Nervous System: THC and other ingredients disrupt the production and flow of neurotransmitters in the brain and central nervous system. Researchers suspect these changes may contribute to impaired memory and concentration and reduced motivation in chronic smokers.

Hormonal Effects: Marijuana reduces normal levels of hormones which regulate growth and sexual development. Such irregularities may change growth patterns in adolescents or affect fertility.

Pregnancy Effects: Studies tie maternal use of marijuana to higher levels of miscarriage, stillbirths, and low birth-weight babies, as well as problems in nervous system development.

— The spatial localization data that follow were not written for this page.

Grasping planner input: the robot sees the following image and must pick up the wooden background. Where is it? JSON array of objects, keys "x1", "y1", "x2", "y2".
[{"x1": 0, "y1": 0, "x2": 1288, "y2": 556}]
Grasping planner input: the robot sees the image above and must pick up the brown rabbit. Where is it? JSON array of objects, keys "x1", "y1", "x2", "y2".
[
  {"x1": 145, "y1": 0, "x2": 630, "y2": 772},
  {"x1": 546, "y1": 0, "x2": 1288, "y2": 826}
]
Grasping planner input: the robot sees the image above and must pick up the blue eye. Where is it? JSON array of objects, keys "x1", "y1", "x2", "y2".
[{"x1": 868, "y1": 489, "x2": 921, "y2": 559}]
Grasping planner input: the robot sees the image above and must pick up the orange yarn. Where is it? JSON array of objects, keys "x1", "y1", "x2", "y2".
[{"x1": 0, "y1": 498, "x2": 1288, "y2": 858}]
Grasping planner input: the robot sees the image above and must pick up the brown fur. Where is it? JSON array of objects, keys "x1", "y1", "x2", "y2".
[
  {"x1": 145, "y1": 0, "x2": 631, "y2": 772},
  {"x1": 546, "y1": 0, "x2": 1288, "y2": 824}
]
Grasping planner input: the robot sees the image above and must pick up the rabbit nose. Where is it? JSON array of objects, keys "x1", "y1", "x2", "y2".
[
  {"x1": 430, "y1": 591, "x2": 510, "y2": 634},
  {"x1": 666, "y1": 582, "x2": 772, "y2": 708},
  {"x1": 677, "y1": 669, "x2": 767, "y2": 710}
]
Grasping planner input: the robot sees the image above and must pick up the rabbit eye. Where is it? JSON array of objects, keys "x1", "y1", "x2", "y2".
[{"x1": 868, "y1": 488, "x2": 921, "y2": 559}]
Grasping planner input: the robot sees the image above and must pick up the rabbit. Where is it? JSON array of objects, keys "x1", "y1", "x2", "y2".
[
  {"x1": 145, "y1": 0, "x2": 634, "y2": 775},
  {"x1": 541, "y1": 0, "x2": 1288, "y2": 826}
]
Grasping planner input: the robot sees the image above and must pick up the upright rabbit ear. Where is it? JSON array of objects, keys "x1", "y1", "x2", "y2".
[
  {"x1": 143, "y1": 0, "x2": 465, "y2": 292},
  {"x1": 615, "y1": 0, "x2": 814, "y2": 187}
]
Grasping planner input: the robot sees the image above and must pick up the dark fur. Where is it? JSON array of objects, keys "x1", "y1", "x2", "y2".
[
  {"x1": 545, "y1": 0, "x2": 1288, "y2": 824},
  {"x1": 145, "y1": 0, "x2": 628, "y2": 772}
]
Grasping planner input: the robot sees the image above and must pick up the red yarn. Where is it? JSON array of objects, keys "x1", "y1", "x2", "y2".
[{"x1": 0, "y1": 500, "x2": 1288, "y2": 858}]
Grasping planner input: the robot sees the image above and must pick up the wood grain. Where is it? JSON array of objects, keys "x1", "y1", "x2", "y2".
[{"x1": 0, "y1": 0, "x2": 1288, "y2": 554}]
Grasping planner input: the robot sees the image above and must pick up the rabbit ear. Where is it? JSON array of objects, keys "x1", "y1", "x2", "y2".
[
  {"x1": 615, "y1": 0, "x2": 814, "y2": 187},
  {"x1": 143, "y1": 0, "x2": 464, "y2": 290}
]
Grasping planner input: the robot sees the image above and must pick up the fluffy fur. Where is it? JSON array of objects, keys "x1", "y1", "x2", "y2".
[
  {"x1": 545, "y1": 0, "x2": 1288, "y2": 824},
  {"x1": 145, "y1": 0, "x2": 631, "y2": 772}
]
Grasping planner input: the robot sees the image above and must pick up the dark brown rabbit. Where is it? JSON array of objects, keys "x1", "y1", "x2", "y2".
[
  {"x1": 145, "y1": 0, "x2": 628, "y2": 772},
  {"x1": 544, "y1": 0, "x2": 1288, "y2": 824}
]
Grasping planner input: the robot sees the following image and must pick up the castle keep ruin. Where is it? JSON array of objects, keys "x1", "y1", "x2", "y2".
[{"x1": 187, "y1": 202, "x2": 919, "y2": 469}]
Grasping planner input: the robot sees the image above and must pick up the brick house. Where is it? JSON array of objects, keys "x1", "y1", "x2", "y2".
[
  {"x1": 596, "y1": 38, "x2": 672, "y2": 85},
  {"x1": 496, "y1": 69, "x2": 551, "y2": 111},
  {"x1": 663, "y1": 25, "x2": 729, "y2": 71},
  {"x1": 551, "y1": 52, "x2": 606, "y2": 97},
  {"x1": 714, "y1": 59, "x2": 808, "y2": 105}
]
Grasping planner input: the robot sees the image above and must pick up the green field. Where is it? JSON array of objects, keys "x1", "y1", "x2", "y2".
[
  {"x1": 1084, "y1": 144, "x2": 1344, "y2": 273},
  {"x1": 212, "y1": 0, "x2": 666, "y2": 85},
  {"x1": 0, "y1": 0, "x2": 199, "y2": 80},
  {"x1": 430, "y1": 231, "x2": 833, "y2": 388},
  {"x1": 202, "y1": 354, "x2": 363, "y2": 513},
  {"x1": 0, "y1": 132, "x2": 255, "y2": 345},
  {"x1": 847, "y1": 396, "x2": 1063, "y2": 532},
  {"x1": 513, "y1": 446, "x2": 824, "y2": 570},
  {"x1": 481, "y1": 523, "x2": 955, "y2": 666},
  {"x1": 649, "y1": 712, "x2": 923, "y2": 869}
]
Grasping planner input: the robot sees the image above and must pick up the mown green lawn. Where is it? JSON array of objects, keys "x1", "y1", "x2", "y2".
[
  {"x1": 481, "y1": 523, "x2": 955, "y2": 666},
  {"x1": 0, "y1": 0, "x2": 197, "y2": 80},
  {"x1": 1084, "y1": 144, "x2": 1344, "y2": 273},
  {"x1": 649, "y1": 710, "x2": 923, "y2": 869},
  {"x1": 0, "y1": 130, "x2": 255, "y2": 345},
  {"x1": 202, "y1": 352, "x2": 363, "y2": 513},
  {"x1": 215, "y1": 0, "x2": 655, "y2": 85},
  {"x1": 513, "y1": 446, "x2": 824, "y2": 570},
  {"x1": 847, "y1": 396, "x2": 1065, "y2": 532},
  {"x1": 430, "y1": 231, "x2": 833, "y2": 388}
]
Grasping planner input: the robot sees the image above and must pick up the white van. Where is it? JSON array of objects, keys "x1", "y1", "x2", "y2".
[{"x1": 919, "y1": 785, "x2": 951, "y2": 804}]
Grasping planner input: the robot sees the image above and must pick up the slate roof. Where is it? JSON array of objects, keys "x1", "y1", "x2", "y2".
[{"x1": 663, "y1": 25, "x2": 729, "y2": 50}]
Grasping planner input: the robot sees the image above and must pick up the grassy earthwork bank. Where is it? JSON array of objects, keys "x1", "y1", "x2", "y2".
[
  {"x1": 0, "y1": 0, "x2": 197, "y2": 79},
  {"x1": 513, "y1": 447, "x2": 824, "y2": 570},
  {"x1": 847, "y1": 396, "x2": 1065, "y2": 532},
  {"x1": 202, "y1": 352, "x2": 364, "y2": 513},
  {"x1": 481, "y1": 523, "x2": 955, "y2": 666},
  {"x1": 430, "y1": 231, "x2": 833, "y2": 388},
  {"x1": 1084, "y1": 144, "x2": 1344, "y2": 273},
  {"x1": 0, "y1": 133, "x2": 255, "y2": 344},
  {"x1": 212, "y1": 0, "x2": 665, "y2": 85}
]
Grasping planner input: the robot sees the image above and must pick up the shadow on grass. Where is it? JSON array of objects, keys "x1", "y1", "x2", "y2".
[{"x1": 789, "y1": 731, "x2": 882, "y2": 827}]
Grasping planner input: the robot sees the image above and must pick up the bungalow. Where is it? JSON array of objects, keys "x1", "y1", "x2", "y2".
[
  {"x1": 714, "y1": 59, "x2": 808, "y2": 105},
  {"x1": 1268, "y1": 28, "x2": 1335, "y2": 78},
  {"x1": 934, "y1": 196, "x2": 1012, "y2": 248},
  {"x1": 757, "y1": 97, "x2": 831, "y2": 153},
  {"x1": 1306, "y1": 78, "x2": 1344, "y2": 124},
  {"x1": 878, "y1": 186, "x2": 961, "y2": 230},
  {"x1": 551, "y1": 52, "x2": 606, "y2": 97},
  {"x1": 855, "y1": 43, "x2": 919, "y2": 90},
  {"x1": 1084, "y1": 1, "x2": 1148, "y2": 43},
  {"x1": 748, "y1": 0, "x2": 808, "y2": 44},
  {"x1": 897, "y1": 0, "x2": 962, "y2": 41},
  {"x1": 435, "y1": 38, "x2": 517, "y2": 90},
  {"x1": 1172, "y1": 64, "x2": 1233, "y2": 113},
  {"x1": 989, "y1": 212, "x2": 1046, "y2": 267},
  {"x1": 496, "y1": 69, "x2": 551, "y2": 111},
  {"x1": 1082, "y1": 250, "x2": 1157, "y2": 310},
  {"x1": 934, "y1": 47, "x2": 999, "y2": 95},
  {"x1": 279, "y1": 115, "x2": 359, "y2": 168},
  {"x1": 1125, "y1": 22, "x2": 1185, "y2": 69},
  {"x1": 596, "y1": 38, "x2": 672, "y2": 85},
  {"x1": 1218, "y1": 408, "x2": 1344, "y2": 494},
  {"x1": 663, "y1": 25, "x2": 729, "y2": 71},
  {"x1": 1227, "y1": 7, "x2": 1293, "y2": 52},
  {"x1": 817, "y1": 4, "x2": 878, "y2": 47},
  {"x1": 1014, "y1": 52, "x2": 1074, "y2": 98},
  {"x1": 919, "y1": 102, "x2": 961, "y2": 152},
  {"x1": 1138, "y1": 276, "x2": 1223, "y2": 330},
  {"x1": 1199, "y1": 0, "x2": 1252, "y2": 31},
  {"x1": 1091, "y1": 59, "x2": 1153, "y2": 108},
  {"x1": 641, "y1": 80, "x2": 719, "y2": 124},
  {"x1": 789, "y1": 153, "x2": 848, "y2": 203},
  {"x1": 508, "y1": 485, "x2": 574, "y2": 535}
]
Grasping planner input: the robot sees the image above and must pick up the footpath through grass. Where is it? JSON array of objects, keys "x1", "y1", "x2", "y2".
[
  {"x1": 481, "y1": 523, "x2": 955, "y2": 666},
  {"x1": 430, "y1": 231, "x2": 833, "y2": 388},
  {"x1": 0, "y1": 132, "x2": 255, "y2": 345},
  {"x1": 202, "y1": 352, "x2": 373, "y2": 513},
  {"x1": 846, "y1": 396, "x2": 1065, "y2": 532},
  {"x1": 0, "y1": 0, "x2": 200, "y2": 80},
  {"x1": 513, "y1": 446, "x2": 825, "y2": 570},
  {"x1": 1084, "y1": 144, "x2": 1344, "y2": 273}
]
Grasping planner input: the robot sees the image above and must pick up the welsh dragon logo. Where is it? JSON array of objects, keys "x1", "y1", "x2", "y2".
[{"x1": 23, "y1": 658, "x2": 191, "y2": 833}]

Marijuana can cause psychological dependence and some tolerance. While it does not appear to produce serious physical dependence, a withdrawal syndrome -- which can include irritability, depression, and insomnia -- is reported following abrupt cessation of use.

Medical Uses: Marijuana has a long history of use as a medicinal agent. Today, research on the drug's possible therapeutic value focuses on its use in treating glaucoma, reducing muscle spasms and seizures, relieving the nausea and vomiting caused by cancer chemotherapy, and reducing the "wasting syndrome" associated with AIDS.

Main Dangers: High dose or chronic use can trigger panic and anxiety episodes in some users. Regular use interferes with learning and concentration and contributes to low motivation and psychological dependence on the drug.

Withdrawal Symptoms: A slight withdrawal syndrome can follow long-term or heavy use (e.g. irritability, sleep disturbances, decreased appetite), but symptoms are mostly transient and disappear within a few weeks.

Symptoms of Use: Intoxication, euphoria, impairment of judgment and coordination, memory lapses, reduced attention span, and fatigue. Possession of marijuana paraphernalia (pipes, rolling papers, etc.). Reddening of the eyes.

Hallucinogens

Examples: Naturally-occurring: mescaline (peyote), psilocybin (mushroom), nutmeg, jimson weed. Synthetic: Lysergic acid diethylamide (LSD), dimethyltryptamine (DMT), methylenedioxyamphetamine (MDA, MDMA, "ecstasy"), and related compounds.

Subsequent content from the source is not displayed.